Taking the leap last Thursday, he essentially told city residents that the government is so wealthy that it can afford to divert millions of dollars a year in property taxes to pay for his current No. 1 priority — development of a huge 17,500-seat arena costing at least $235 million to replace the now closed Richmond Coliseum.

After nine months of virtual silence, the mayor fully unveiled the $1.5 billion plan to replace the Coliseum and construct an array of other private developments around it, including more than 2,500 new apartments, 20 to 25 new restaurants, at least two office buildings, a modern bus terminal for GRTC and a 541- room convention hotel.

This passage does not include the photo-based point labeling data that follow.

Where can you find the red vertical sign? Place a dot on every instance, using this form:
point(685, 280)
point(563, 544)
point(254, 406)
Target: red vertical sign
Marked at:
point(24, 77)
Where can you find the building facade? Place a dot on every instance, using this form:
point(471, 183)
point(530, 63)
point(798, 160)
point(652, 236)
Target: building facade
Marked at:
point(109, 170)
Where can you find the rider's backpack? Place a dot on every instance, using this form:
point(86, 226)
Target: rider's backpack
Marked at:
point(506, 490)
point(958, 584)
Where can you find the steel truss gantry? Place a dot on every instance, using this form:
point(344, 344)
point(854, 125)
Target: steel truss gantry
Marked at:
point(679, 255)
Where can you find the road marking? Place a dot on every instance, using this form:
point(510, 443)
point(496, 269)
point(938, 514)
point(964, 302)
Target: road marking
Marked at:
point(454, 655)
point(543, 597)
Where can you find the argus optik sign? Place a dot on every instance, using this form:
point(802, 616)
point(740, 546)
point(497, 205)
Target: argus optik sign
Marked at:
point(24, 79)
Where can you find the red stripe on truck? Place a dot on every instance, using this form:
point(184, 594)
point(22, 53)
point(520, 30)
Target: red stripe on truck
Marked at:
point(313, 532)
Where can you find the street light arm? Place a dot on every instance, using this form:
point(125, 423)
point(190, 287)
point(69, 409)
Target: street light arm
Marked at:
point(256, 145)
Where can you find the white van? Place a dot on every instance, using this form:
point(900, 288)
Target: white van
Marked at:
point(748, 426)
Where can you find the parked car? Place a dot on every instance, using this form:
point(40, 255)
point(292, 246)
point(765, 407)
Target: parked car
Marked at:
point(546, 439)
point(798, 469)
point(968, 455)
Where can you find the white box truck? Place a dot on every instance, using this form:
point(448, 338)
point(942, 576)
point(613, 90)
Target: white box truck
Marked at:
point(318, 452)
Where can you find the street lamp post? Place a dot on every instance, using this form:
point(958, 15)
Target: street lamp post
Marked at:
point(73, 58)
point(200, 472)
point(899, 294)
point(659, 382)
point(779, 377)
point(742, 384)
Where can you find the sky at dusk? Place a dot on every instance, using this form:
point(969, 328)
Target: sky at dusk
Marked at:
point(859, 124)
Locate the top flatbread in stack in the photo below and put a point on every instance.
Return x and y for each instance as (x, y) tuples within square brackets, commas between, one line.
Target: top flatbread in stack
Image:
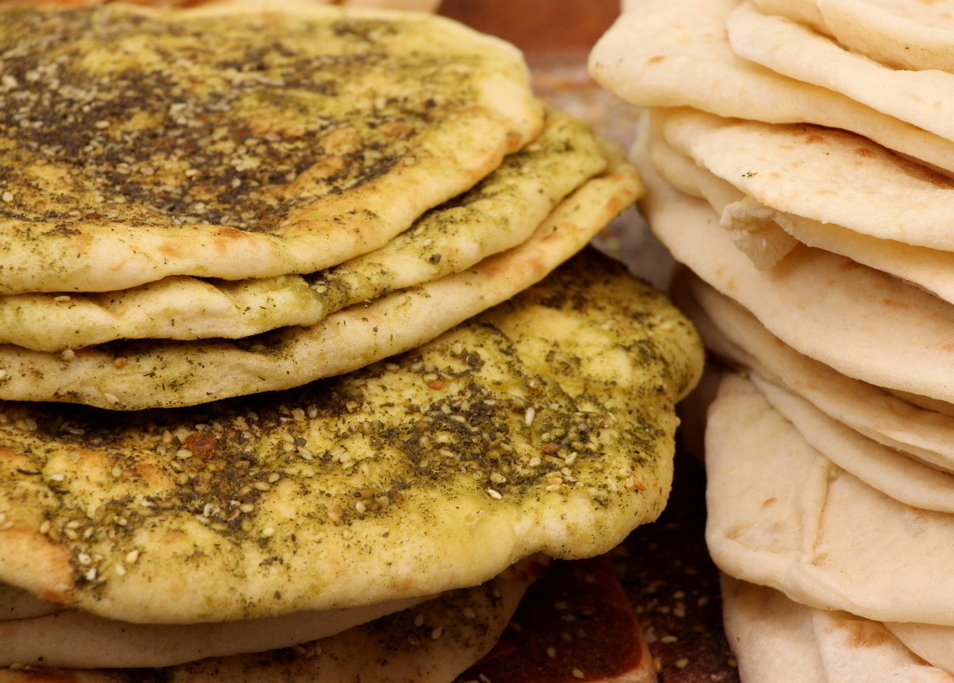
[(140, 144), (236, 173), (800, 187)]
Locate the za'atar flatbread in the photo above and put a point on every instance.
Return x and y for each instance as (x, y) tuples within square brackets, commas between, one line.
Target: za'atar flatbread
[(498, 213), (675, 53), (149, 374), (237, 141), (546, 425)]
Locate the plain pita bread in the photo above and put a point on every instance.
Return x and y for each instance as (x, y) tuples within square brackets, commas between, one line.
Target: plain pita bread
[(776, 639), (735, 335), (904, 34), (225, 167), (545, 425), (766, 235), (134, 376), (498, 213), (675, 53), (922, 98), (879, 194), (782, 515), (825, 306)]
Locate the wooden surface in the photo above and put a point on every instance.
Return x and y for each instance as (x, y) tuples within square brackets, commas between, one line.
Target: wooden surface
[(541, 28)]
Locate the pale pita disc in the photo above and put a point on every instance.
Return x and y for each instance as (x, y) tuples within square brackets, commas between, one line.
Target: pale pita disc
[(931, 643), (922, 98), (674, 53), (862, 322), (734, 334), (766, 235), (775, 639), (498, 213), (432, 643), (545, 425), (904, 34), (782, 515), (793, 169), (231, 159), (164, 374)]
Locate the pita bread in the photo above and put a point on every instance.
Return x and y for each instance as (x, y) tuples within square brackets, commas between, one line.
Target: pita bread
[(879, 194), (734, 334), (825, 306), (922, 98), (155, 374), (432, 643), (675, 53), (498, 213), (766, 235), (899, 33), (930, 643), (75, 639), (776, 639), (231, 170), (546, 425), (782, 515)]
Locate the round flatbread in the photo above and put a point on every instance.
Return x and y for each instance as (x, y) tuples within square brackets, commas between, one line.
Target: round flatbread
[(857, 320), (498, 213), (675, 53), (545, 425), (735, 335), (782, 515), (777, 639), (133, 376), (922, 98), (237, 141)]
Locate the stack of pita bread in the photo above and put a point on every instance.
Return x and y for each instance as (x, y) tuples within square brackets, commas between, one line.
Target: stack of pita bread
[(294, 385), (798, 163)]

Mayor Stoney called the plan, which was modified somewhat from the proposal he embraced last November, a “transformational” project that would generate thousands of new jobs, create a river of new tax revenue for the city and create “a thriving city center.”

He delivered the ordinances that would make it happen to Richmond City Council at a brief special meeting Monday.

The mayor and his staff crafted the deal with the Navy Hill District Corp., a group led by Dominion Energy’s top executive, Thomas F. Farrell II. If the plan is approved by City Council, Navy Hill District is to manage the entire deal, including operating and maintaining the new Coliseum and spearheading the other developments.

The target area for the develop- ment includes eight blocks in the area bounded by Leigh, Marshall, 5th and 10th streets, and portions of two blocks south of Broad Street in which the city owns surface parking lots at 4th and Broad streets and 6th and Grace streets.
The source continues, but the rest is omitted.